井上輝夫 冬 ふみわけて

〈霧と鐘、はかなく「ある」。〉(「ことば」最終行)

高橋源一郎『ニッポンの小説』を読んで、最も驚いたことは、井上輝夫先生が詩集を刊行されていたことだ。萩原朔太郎賞の候補になっていたようで、その選考会の様子が、素敵に脚色されていた。
井上先生は……大学時代に教えていただいて、私が勝手に詩の師匠だと思っている人だ。もちろん詩作の方ではなくて「読む」方のである。学恩海より深しなどという大仰なものではまったくないが、詩を読むときにはいつも、先生が教えてくださった、詩の持つ深度ということを忘れないようにと努力している。言葉の奥の層まで、全身で言葉を読むように……難しいのであるけれど。
私は井上先生のことを忘れたことはないが、先生の方ではきっと覚えてはおられないだろう。
なにしろたくさんの学生たちの面倒を見られた方だし、私は慶応の学生でさえなかったから。

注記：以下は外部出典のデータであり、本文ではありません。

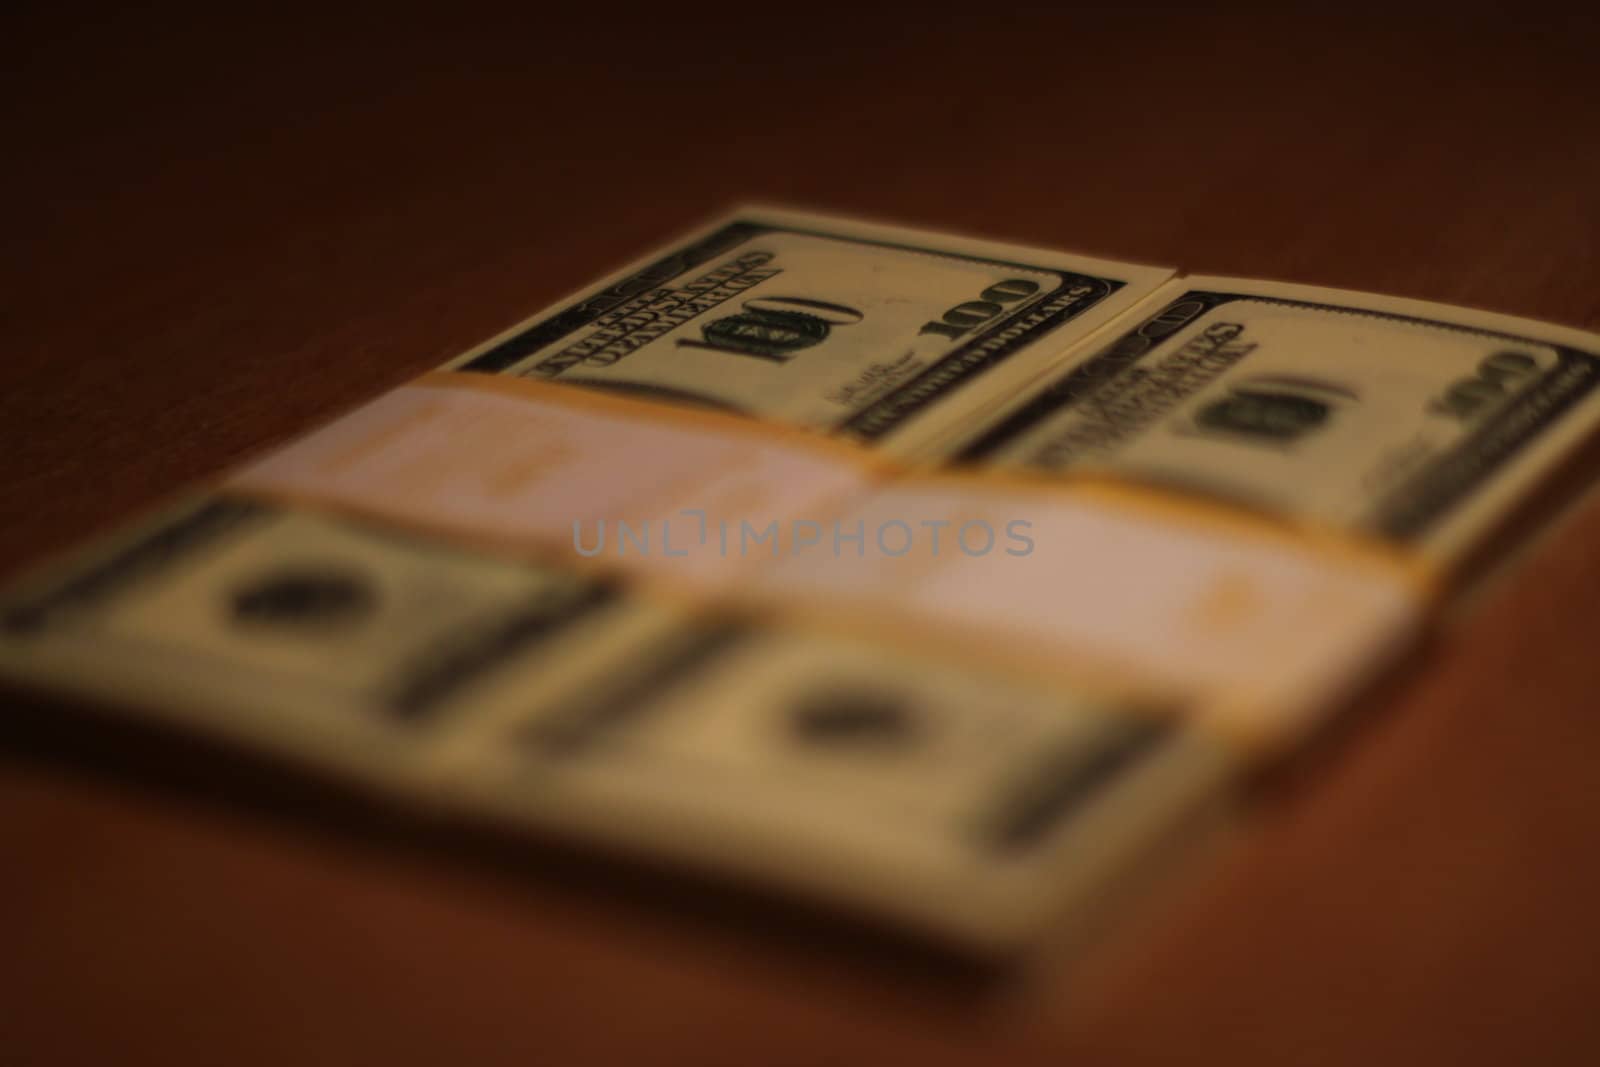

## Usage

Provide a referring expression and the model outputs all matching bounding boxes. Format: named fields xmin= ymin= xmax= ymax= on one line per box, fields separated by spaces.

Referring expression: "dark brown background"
xmin=4 ymin=5 xmax=1600 ymax=1064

ちょうど20歳年が離れていて、20歳の頃は、先生は近寄りがたい年長者に見えた。自分がその年齢になった時、もっと親しくさせていただけばよかったなーと後悔した。
井上先生はずっと慶応に奉職していらしたのだけれど、5年ほど前、仕事で先生が訳された『21世紀の戦争』という本を読んで、今は中部大学におられることを知った。慶応退官後に再就職されたらしい。その時も、訳書を読んだとお便りしようかと考えたけれど、気後れしてしまってそれきりになってしまった。そのすぐ後に詩集を出されているのだな。そして、70歳になられる先生は、今は教授職は引いておられるようだ。
この『冬 ふみわけて』を刊行したミッドナイトプレスのホームページで、井上先生が西脇詩について語る夕べなどが催されたことを知った。東京に戻っておいでなのだろうか。一度はお会いしたいものだ、と思うけれど、でも取り立ててお会いする理由もないのだった。